Because Congress has plenary authority over Indian affairs, it can grant recognition apart from the clunky BIA process.  It has not done so since the middle of the 1990s.  That is a shame.  The BIA process needs repair.  That is a truth acknowledged by everyone with a stake in the process.  Let’s hope that this time, the Senate and the President support the recognition of these native peoples who greeted the soldiers and settlers who planted the first permanent English settlement in North America.

The Trump Administration Keeps Alive Fears of Termination

In the midst of all the other foreboding news coming out of Washington, it is difficult for me sometimes to follow Indian affairs as closely as I would like. Nonetheless, Interior Secretary Ryan Zinke recently made some comments that caught my attention.
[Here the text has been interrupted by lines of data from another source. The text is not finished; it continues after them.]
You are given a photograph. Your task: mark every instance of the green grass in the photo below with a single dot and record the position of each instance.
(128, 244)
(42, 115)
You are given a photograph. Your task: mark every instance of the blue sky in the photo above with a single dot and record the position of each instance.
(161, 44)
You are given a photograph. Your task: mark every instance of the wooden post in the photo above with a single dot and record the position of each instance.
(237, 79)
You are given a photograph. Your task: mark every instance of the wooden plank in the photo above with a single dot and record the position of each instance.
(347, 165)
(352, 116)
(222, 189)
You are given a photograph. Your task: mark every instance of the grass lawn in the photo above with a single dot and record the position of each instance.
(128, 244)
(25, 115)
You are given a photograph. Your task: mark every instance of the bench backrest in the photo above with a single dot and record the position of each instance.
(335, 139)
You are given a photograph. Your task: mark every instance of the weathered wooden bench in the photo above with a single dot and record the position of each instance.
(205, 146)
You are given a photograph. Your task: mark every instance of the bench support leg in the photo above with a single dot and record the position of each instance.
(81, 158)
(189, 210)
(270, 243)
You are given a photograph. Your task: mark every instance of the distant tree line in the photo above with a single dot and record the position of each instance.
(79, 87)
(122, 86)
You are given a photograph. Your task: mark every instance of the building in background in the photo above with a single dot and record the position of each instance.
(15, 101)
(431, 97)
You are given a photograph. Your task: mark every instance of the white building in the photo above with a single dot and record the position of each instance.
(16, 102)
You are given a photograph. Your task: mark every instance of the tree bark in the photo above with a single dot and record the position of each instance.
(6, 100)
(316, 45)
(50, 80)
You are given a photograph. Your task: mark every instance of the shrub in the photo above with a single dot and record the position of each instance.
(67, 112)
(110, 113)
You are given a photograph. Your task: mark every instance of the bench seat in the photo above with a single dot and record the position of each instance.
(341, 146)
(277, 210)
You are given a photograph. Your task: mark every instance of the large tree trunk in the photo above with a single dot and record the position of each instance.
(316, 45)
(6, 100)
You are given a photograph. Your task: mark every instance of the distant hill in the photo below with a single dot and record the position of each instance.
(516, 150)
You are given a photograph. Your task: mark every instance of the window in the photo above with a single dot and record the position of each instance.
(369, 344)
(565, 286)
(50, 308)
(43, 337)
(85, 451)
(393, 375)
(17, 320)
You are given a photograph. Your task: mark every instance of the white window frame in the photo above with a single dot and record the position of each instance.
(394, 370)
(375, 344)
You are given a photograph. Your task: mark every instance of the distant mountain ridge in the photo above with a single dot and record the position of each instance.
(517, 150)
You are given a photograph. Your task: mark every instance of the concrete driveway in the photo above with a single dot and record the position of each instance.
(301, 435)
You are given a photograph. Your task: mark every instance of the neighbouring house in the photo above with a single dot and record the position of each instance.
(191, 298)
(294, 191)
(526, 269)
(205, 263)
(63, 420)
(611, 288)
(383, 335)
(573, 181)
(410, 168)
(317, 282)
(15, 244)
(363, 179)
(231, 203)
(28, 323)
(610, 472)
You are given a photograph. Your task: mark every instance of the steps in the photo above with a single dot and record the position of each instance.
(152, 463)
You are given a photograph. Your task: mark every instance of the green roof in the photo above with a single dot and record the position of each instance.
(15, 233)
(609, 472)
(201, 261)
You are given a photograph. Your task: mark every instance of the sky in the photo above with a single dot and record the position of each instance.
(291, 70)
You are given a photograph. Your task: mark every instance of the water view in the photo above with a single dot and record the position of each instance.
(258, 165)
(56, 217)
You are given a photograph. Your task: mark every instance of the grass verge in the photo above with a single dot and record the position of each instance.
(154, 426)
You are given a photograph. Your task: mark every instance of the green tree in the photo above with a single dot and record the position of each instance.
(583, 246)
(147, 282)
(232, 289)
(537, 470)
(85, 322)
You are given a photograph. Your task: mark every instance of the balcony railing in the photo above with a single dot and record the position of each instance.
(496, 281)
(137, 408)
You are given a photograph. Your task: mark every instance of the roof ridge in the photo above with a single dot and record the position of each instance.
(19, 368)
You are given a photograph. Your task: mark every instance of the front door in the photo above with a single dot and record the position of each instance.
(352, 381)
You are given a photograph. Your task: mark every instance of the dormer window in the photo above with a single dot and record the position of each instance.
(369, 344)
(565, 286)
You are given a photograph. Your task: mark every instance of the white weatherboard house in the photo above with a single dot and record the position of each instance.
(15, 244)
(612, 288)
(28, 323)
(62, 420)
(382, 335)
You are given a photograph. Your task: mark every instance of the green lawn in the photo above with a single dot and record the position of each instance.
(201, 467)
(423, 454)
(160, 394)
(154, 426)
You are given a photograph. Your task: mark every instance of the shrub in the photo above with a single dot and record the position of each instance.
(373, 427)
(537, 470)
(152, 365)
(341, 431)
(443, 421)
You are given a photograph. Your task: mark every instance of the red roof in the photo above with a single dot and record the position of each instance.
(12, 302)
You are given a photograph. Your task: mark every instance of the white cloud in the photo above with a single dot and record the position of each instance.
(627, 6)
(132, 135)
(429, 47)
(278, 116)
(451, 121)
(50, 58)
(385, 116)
Several weeks ago on this blog I suggested that fears of a return to Termination under President Trump are overblown.  The Indian policy of the United States for roughly the quarter-century following the Second World War, Termination included a number of related components, together which were designed to get the United States government out of the “Indian business.”  I discuss the termination era in Chapter Nine of Native America.  If you want to read more about it, check out the materials in the Manual.  I have some suggested readings and the relevant documents available for your use.

First, there was the Indian Claims Commission, established by act of Congress in 1946.  The ICC would settle claims Indian tribes had against the United States for the value of lands illegally or unfairly seized at the time that seizure took place.  An urbanization program was designed to assimilate Indians into American mainstream by encouraging them to leave their reservations for American cities. The states, meanwhile, through PL 280 and other enactments, were encouraged by Congress to extend their criminal and civil jurisdiction over Indian Country. Finally, a series of “termination acts” formally ended all relations between certain Native American communities and the United States. If terminated tribes were to continue their business enterprises, one option left open to them was to incorporate.

At the beginning of May at the National Tribal Energy Summit, Secretary  Zinke suggested that it was “time for a dialogue” on the “1934 Indian Reorganization Act,” the centerpiece of the so-called Indian New Deal which preceded the Termination era.

The IRA was an incredibly significant piece of legislation, and the brainchild of John Collier, who served as Franklin Delano Roosevelt’s Commissioner of Indian Affairs from 1933 until 1945.  The IRA encouraged tribes to write tribal constitutions (many of these governing instruments remain in effect) and corporate charters to allow them to develop reservation resources.  The IRA formally ended the disastrous policy of Allotment, and placed remaining reservation lands into federal trust. Collier envisioned a reservation future for native peoples, and the transformation of Indian reservations from prisons into homelands.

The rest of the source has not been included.